Он ступал неторопливо, сравнивая между собою зазоры, разделявшие прутья, хотя превосходно знал, что колебания возможны лишь в пределах плюс-минус полмиллиметра. В восточном секторе он остановился, огляделся и снова стал проталкивать голову между прутьями. Прутья яростно теснили его череп, но он не обращал внимания на эту их ярость и упорно проталкивал голову наружу.
- Глупо, очень глупо, - донеслось извне, - ты отлично знаешь, что здешние прутья вдесятеро прочнее стальных. Зачем же обманывать себя! Ты обманываешь себя, а самообман - это малодушие.
- Нет, - возразил он, - не малодушие, а отчаяние.
- У тебя нет отчаяния, - откликнулось извне, - потому что ты наверняка знаешь: прутья не поддадутся. А внизу, где машины, электрические провода, газ...
- Хорошо, - ответил он, - я спущусь вниз.
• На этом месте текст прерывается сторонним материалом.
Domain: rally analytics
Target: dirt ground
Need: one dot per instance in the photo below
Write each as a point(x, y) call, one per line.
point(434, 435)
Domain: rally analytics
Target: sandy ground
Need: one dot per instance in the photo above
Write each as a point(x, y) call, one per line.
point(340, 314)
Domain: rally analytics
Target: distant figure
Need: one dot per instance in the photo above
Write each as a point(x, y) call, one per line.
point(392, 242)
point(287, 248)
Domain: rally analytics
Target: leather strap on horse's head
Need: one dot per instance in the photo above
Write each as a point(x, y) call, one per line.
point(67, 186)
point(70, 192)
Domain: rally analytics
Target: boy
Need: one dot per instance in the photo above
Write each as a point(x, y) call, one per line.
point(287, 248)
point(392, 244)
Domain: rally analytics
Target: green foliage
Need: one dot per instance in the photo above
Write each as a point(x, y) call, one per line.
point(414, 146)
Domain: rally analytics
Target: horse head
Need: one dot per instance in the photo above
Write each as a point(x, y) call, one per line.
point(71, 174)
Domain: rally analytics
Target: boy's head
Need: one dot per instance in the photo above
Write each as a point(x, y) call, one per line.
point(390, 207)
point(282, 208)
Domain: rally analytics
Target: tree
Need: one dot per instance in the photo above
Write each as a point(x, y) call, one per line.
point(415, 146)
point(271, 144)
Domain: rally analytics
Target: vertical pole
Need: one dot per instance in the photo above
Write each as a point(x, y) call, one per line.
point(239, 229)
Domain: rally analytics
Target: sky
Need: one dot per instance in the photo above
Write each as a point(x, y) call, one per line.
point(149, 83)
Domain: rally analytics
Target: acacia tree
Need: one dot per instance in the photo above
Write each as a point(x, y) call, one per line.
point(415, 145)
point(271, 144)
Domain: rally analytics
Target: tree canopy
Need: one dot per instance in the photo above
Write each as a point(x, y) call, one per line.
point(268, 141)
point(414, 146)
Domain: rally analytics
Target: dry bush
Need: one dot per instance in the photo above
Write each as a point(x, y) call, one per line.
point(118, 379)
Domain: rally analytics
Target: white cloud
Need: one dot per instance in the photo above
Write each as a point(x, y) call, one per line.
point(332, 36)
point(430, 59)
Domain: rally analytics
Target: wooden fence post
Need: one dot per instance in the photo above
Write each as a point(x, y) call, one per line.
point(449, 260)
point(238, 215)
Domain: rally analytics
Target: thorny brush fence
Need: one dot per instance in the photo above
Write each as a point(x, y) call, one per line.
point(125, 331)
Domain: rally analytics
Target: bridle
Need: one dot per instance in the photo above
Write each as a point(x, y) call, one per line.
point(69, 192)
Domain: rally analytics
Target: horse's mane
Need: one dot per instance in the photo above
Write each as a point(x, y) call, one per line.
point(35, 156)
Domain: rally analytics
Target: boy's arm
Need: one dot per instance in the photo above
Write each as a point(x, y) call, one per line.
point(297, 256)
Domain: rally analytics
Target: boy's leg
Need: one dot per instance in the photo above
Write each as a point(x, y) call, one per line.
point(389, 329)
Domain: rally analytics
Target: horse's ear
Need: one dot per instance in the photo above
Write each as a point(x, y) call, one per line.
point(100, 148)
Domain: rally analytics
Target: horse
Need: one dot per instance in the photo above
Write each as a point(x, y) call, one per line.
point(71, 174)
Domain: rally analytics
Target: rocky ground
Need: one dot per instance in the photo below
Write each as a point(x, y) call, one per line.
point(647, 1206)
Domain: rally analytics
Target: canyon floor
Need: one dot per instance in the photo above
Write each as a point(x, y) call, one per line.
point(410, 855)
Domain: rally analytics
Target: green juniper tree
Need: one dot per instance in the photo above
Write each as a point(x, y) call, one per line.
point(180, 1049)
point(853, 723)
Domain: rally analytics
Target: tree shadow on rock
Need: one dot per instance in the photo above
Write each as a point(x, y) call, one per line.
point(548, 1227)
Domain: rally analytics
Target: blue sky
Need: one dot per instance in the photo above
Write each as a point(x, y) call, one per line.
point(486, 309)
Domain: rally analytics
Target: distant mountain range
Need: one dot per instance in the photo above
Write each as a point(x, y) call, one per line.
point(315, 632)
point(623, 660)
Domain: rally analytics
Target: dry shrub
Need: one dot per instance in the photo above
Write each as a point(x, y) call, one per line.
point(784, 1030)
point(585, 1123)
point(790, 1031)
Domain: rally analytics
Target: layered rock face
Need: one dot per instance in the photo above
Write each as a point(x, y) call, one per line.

Через минуту он вышел на площадь Луны. Прохожие толкали его, стоящего посреди перехода, и, подчиняясь этим толчкам, он поворачивался то налево, то направо.
- В конце концов, - донеслось извне, - это безразлично, какому направлению ты отдашь предпочтение, потому что твоя дорога - кольцо. Вернись домой. Дом - это всегда дом.
Он вернулся домой. В передней горел свет. Он выключил лампы: яркий свет был ему неприятен. У него появилось ощущение, что в квартире кто-то прячется. Это был явный вздор прятаться в его квартире некому и незачем, но он осмотрел спальню, кабинет и телевизионную. Потом вспомнил про кухню, уборную и ванную.
Нигде никого не было.
Кто-то зовет меня, шепчет уныло,
Кто-то вошел... моя келья пуста.
Нет никого - это полночь пробило.
О, одиночество! О, нищета!
Он рассмеялся: келья! Девятнадцатому веку для одиночества нужна была келья, а иначе, без кельи, какое же одиночество!
На площадке, этажом выше, хлопнули дверью лифта. Секунд десять спустя подъемник натужно загудел. Через полминуты гудение прекратилось и опять хлопнули дверью. За стеной с шумом, который начался гулким выхлопом, что-то понеслось, стремительно, отчаянно, наращивая скорость, вниз. Затем далеко, под землей, тяжело ухнуло.
Мусоропровод, сказал он себе. Мусоропровод с безупречным акустическим изолятором. Таким же безупречным, как стены, пол и потолок. А впрочем... впрочем, все дело, наверное, просто в том, что он слишком прислушивается. Да, наверняка в этом: он слишком прислушивается, как те, что ждут.
В телевизионной он включил свет - синий, как мгла раннего утра. Стало холодно. Сначала просто беспокойство, затем ощущение надвигающейся беды стекали с потолка на стены, со стен на пол - и медленно, неотвратимо подбирались к креслу, в котором он сидел. Ему захотелось кричать, звать на помощь, чтобы в комнате появились люди, чтобы люди эти сбились в непроницаемый ком, как пингвины в бурю.
- Экран! - крикнул он, задыхаясь. - Экран!
Послышалось слабое, с потрескиванием, жужжание, затем на северной стене появилось голубое свечение.
- Тринадцатый канал! - крикнул он, все еще задыхаясь.
Запахло сиренью. Запах шел с поляны, которая была слева от него. Из-за куста сирени вышла девушка в белом. Она беспокойно осматривалась, он хотел окликнуть ее, но она уже увидела его и побежала.